Quando la magistratura ha aperto un'inchiesta sulla vicenda ha scoperto - fra la sorpresa generale - che il palestinese in questione, Hassan Julani, negava di essere stato percosso. Con la successiva chiusura del caso esponenti di governo hanno attaccato duramente Breaking the silence, accusandola fra l'altro di divulgare sistematicamente menzogne in Israele e all'estero a scapito dell'esercito.
La Ong ha subito replicato accusando a sua volta il governo di essere impegnato in una campagna politica di diffamazione a suo danno.
La chiusura del caso, secondo la Ong, era stata decisa per metterla in cattiva luce di fronte all'opinione pubblica ed il palestinese interrogato, ha aggiunto, ''non era quello giusto''.
Ieri una televisione ha intervistato un secondo palestinese di Hebron, la cui testimonianza non e' risultata pero' decisiva.
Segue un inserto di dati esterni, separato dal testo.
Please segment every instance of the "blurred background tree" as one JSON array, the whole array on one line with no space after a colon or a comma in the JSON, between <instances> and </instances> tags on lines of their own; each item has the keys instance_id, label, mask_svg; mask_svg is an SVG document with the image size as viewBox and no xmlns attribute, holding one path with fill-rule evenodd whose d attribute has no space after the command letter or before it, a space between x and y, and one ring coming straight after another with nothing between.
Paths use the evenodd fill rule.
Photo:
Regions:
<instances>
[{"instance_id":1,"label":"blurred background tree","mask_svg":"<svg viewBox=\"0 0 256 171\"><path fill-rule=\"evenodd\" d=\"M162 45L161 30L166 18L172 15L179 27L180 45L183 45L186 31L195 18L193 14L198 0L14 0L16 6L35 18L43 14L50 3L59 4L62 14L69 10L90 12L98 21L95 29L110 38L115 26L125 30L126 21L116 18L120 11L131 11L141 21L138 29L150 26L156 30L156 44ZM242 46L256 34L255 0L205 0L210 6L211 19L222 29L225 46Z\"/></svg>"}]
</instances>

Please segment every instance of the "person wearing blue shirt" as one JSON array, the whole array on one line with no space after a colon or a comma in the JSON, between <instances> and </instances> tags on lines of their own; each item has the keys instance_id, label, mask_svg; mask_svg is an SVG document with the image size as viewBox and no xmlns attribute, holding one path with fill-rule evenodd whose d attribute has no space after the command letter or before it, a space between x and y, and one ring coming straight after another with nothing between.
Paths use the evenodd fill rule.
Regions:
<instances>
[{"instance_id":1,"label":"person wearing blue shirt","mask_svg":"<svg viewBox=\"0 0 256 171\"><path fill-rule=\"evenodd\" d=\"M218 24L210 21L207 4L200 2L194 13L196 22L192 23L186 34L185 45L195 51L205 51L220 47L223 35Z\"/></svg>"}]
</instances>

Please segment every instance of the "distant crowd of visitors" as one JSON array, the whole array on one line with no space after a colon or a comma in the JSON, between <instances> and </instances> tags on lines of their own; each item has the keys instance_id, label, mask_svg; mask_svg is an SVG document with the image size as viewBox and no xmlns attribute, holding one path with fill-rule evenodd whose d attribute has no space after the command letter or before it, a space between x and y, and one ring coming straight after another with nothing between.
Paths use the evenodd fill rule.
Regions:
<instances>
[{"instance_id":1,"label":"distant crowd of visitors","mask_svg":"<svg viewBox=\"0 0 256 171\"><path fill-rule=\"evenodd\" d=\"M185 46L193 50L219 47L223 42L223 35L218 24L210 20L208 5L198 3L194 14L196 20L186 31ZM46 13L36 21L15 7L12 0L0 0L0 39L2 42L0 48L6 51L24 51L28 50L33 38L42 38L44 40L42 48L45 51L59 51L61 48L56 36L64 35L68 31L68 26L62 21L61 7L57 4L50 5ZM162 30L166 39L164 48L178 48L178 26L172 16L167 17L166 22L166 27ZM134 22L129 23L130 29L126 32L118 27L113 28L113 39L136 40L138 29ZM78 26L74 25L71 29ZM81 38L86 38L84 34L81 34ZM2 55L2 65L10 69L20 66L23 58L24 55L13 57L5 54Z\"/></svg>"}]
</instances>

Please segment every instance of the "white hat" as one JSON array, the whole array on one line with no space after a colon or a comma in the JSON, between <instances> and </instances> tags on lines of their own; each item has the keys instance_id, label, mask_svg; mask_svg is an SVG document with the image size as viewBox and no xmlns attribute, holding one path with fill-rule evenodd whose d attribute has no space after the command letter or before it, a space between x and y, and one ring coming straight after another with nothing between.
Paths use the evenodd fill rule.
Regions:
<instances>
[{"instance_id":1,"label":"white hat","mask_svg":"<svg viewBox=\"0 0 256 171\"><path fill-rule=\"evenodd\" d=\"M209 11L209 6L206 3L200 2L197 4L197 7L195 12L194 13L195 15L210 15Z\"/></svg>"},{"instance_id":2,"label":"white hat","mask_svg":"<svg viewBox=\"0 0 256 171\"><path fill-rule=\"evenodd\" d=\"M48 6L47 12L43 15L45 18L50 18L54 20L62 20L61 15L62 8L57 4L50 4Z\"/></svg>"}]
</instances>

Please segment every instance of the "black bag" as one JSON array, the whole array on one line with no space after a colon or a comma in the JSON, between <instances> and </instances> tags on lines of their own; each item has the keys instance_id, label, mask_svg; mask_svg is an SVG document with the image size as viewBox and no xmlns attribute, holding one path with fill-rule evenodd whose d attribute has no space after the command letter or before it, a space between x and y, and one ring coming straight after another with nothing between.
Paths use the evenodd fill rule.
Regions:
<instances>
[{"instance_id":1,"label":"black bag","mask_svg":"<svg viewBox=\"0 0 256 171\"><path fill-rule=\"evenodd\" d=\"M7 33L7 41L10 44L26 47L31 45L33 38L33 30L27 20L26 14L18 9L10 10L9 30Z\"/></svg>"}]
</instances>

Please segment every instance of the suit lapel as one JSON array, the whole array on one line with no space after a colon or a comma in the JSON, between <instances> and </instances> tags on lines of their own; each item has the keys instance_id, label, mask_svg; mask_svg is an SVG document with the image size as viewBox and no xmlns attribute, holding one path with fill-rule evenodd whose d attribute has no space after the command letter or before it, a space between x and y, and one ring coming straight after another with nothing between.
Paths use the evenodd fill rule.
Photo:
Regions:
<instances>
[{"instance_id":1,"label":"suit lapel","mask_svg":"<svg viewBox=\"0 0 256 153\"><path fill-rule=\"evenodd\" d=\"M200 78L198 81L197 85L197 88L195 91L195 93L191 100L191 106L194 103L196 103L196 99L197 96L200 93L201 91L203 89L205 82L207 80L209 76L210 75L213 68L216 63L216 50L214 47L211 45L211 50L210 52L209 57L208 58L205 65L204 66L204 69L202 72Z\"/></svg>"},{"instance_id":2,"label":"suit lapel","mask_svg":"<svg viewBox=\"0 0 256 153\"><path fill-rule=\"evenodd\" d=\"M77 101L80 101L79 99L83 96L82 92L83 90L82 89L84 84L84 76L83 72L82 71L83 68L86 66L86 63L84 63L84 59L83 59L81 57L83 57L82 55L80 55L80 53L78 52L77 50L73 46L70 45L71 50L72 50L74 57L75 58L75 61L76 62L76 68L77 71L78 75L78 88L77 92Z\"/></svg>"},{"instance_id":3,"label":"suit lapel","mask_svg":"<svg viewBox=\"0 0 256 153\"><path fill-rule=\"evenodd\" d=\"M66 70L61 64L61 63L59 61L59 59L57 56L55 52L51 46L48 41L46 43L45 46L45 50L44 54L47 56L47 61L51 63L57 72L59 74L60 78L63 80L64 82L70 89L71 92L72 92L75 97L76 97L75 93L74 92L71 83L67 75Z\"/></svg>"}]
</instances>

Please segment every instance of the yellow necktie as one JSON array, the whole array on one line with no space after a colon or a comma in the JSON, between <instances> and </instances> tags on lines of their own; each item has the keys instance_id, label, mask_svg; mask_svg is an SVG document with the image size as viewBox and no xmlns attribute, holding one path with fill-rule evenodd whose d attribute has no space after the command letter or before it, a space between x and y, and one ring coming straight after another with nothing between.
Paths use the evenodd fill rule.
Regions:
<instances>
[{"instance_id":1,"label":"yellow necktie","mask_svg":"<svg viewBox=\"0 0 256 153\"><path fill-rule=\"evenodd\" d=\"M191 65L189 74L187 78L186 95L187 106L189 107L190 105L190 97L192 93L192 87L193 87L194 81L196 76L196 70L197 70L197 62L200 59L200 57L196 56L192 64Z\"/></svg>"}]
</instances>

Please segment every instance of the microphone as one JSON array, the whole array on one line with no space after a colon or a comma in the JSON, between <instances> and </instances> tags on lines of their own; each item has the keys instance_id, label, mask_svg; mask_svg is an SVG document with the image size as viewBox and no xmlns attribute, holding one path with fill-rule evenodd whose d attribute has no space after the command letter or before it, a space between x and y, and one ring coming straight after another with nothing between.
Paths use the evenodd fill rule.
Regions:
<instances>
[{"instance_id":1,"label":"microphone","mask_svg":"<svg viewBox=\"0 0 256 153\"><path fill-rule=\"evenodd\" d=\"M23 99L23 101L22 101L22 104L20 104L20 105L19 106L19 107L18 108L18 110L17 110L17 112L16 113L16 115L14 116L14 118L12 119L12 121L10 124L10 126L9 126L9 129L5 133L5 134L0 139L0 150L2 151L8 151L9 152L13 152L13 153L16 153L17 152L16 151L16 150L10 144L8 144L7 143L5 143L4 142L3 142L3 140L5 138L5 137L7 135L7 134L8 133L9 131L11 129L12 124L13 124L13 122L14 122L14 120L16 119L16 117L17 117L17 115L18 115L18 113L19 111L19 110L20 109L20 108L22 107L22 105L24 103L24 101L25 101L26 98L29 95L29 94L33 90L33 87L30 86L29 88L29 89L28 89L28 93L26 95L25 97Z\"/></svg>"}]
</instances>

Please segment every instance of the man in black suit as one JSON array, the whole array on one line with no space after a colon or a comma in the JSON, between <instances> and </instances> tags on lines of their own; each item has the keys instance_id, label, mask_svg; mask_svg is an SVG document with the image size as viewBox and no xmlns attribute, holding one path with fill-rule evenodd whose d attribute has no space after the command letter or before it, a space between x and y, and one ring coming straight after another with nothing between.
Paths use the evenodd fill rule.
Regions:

Ora non e' escluso che la magistratura si veda costretta a riaprire le indagini. Nel frattempo nella polemica e' stato trascinato anche l'ambasciatore di Israele in Germania e padre dell'attivista politico, Jeremy Issacharov. Questi ha rilanciato un messaggio twitter della moglie (in cui essa faceva appello ai dirigenti di Israele a moderare i toni verso i riservisti attivi nella Ong) ed e' stato subito attaccato a sua volta da un gruppo di estrema destra che adesso invoca il suo licenziamento. (ANSAmed).